In configuring Secure Shell, keep in mind two principles:
Let no single point of configuration or defense be the only gatekeeper for security.
Plan on failure
Secure Shell can, and should, be configured at multiple points (build-time, server configuration, and client configuration). No single misconfiguration should completely break the system security.
Example client and server configurations can be found in "Scripts and Configuration Files" on page 159. Consult the appendixes on server and client configuration options for information on individual options. Also refer to vendor documentation because the appendixes are not all encompassing. OpenSSH exists in a particularly fluid state with new options occasionally appearing.

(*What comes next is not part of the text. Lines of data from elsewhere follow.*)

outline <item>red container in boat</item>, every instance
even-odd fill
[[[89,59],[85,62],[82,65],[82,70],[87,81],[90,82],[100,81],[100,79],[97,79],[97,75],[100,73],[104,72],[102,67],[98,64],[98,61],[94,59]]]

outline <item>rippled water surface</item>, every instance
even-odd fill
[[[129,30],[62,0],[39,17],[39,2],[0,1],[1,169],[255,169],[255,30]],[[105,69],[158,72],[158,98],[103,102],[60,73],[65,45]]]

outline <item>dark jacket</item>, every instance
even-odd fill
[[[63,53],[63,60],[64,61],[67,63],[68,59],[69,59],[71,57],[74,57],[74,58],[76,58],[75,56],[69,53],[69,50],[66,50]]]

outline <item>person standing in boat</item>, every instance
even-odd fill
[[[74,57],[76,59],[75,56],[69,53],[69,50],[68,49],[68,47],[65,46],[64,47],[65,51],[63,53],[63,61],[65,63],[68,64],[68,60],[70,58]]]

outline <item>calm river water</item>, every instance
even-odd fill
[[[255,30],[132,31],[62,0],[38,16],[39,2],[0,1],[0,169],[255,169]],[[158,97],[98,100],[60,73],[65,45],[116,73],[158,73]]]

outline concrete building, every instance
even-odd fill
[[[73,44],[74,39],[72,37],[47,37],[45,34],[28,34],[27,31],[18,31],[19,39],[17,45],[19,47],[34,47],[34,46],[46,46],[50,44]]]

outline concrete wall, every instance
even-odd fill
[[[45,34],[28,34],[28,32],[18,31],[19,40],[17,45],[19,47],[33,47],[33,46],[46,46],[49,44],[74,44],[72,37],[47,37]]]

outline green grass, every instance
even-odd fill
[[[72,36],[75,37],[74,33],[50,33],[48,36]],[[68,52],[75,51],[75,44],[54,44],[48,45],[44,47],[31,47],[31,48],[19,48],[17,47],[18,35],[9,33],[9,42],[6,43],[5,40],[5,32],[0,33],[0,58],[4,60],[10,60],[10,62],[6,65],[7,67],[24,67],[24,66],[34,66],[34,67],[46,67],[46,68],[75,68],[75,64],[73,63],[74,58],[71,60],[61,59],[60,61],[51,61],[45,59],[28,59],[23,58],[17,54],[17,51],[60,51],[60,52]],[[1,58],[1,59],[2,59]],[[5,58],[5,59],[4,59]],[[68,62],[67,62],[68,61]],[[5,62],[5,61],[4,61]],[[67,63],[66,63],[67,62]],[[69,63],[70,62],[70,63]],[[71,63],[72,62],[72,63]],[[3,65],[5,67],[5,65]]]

In order of precedence, Secure Shell configuration occurs at the following places: the software build-time, the server command-line options, the server configuration file (sshd_config), the client command-line options, the user client configuration file (~/.ssh/config), and the global client configuration file (ssh_config). Build-time configuration is the strongest. It cannot be changed without rebuilding the software. This makes it inconvenient if a change is needed.
The server configuration involves the following: how the sshd(1M) daemon will present itself on the network, what protocols and authentication methods are acceptable, and how the user environment is constructed. The client configuration involves the following: determining which server to transact with which protocol, verifying the server identity, determining the user identity presentation, and choosing the ease-of-use features. Policy details are implemented on the server side. The client cannot override or provide a feature that the server does not offer.
The available features can be enabled or disabled by either command-line options or the applicable configuration file. Command-line options apply to a particular instantiation of either the server or client. Configuration file options are persistent until the file is altered and a new instantiation started. The most reliable configuration method uses the configuration file. This gives a repeatable, reproducible invocation. Changes can also be tracked by using source control. For information on command-line options, consult the vendor documentation.